Ahead of second round of dialogue in Baghdad on May 23, International Atomic Energy Agency (IAEA) Chief Yukiya Amano arrived in Iran on Monday early morning. He is scheduled to have important dialogue and negotiations with key Iranian officials over the controversial nuclear program of the country. Mr. Amano is also likely to meet with chief negotiator of Iranand Foreign Minister Ali Akbar Salehi to pave way for positive dialogue in Baghdad to be held on Wednesday.
The IAEA chief is expected to convince Iran for inspections of some alleged nuclear sites, where it is believed the country is trying to develop atomic bomb. However, Iran has given no indication that it will allow access to the Parchin nuclear site. The outcome of the ongoing dialogue is also yet to be seen. However, the world powers are confident to seal a deal on the controversial nuclear program of the country during the Baghdad summit.
Iran has been reluctant in allowing access to the inspectors to Parchin nuclear site, where the world powers suspect that Iran is busy in developing nuclear weapons. Parchin is a military base of the country and intelligence agencies of the United States and Israel suspect Iran is covertly using enriched uranium to develop atomic bomb. Earlier, Iran has denied IAEA’s inspectors access to the site despite pressure from the international community and sanctions by the United States.

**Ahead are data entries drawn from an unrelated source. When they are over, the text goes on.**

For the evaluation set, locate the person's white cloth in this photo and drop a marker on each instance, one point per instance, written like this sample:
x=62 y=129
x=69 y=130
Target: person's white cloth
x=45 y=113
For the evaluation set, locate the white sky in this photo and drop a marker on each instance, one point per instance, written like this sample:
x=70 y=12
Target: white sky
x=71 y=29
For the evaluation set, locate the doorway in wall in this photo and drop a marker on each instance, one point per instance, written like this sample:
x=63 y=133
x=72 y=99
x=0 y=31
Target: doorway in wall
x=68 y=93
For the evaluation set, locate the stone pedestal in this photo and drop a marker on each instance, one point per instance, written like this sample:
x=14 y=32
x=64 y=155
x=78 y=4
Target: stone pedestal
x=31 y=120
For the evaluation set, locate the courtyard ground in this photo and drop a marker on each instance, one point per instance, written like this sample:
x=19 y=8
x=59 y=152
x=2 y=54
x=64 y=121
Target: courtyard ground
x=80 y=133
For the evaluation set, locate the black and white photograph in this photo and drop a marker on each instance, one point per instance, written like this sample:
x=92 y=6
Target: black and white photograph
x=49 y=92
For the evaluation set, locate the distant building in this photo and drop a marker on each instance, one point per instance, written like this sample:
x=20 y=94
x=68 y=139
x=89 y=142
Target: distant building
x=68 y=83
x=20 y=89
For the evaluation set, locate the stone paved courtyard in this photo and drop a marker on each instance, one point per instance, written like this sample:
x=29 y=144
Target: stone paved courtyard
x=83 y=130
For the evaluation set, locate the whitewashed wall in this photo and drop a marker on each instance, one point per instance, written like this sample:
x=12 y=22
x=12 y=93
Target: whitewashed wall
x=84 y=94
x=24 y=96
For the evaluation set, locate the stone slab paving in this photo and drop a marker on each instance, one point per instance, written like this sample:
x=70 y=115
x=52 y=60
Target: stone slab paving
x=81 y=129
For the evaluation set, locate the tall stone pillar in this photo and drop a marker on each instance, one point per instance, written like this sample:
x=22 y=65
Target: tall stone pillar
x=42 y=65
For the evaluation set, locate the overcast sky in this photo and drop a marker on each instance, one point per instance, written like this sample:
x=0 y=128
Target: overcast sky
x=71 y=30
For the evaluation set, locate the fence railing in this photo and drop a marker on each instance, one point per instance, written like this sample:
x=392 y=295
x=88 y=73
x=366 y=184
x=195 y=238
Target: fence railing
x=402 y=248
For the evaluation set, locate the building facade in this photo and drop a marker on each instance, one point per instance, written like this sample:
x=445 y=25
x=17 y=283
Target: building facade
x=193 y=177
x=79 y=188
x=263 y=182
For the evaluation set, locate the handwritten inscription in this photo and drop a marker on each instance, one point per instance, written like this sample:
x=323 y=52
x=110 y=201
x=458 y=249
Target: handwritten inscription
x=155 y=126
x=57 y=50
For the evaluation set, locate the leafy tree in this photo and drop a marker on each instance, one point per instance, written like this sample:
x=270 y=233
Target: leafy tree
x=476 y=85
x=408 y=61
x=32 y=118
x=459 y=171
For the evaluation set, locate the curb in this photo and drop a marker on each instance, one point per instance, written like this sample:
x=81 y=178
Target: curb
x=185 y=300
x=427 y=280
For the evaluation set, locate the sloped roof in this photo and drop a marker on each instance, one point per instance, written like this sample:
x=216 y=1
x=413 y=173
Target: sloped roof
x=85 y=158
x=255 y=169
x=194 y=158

Iran has repeatedly denied the allegations that it's making nuclear weapons. Iranian leadership has repeatedly said that their nuclear program is for peaceful purposes. The country wants to utilize its nuclear program for medical research and power generation. The United States and other western countries, however, appear skeptical to Iran’s claim and are demanding closure of all the nuclear plants.
In the second week of April, the dialogue between Iran and six nations of the world was held in Turkey and was termed constructive and successful. These nations were earlier skeptical about intentions of Iran to participate in the dialogue. Iranian leadership has been pushed for the last couple of months to settle the dispute through dialogue and negotiations.
The United States and other European countries including Israel have been collecting intelligence information on nuclear sites of Iran to determine whether the country is capable of developing nuclear weapons or not. The intelligence information gathered by spying agencies of the United States suggest that the country has yet to decide to develop atomic bomb. White House officials say the US would come to know about the intentions of Iran a year before the country starts to develop nuclear weapons.